A probability density function (PDF) is a function that describes the likelihood of a continuous random variable to take on a particular value. When graphed, the PDF is a curve which shows that different outcomes have different probabilities. The area under the entire curve is equal to one, as this represents the total probability. For a shelf life probability distribution, the function\(p(t) = -0.0375 t^2 + 0.225 t\)is our PDF. It tells us how the probability is distributed over the range of 0 to 4 weeks. The PDF doesn't give us actual probabilities directly. Instead, the probability that the variable falls within a particular range is given by the integral of the PDF over that range. For example, finding the area under the curve from 0 to a particular week gives the probability that a banana lasts up to that number of weeks. This makes understanding the shape and behavior of a PDF essential for analyzing continuous data conveniently.

Integration is a fundamental concept in calculus, and it plays a significant role in finding probabilities using probability density functions. When dealing with a PDF, integration allows us to sum up (or accumulate) the probability over a continuous range of values.For the function \(p(t) = -0.0375 t^2 + 0.225 t\), integration is used to find the median. You perform an indefinite integration on \(p(t)\):\[\int (-0.0375 t^2 + 0.225 t) \, dt = -0.0125 t^3 + 0.1125 t^2 + C\]The integral evaluates how much of the probability is accumulated up to a particular point. In practice, when you seek the median of the distribution, you set up and solve the definite integral:\[\int_0^m (-0.0375 t^2 + 0.225 t) \, dt = 0.5\]This procedure ensures that you find the exact median where the accumulated probability equals 0.5.

A cubic equation is a type of polynomial equation where the highest exponent of the variable is three. These equations can sometimes be tricky to solve because they may have more complex structures, leading to one, two, or three real solutions.In the context of our probability problem, the cubic equation arisen from the integration process looks like this:\[-0.0125 m^3 + 0.1125 m^2 - 0.5 = 0\]To find the median, solving this cubic equation is necessary. This can be done using numerical methods like the Newton-Raphson method, or by graphing the function to estimate the roots.

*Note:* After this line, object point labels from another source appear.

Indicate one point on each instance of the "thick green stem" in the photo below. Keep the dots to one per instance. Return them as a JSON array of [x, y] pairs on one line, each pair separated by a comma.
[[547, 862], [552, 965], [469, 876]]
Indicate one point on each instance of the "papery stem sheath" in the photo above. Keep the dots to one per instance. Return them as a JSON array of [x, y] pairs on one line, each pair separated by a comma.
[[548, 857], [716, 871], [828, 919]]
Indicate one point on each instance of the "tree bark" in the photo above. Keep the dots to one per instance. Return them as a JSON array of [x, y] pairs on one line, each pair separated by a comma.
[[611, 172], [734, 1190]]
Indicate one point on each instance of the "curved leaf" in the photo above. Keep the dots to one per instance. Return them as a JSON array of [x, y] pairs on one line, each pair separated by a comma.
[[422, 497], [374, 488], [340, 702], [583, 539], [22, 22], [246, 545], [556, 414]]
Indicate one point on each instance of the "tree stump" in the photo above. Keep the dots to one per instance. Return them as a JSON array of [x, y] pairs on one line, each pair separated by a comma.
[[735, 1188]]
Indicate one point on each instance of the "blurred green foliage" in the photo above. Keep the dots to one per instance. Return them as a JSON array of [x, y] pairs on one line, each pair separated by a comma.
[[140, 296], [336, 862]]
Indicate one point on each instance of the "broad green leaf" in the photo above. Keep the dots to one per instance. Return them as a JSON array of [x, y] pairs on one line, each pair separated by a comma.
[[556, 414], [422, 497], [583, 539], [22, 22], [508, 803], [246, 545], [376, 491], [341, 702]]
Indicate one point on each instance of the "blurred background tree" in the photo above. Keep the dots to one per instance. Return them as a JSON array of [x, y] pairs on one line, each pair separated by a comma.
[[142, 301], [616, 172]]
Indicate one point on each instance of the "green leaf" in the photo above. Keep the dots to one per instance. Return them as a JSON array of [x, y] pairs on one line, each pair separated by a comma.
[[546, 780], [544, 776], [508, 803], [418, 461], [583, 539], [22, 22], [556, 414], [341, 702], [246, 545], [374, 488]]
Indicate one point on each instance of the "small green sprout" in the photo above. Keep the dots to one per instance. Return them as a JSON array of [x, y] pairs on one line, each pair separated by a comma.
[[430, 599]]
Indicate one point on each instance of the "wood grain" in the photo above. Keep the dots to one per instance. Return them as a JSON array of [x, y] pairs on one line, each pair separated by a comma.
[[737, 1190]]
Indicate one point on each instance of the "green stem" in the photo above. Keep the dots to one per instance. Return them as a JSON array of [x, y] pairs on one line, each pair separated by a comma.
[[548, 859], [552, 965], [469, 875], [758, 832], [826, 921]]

Often, approximation methods are used when a precise solution is challenging to achieve by algebraic means. In our exercise, calculation or an approximation shows that the median value \(m\) is about 2.65 weeks.Understanding how to approach cubic equations is essential because they frequently appear in data modeling, especially when deriving conditions or characteristics in probability and statistics.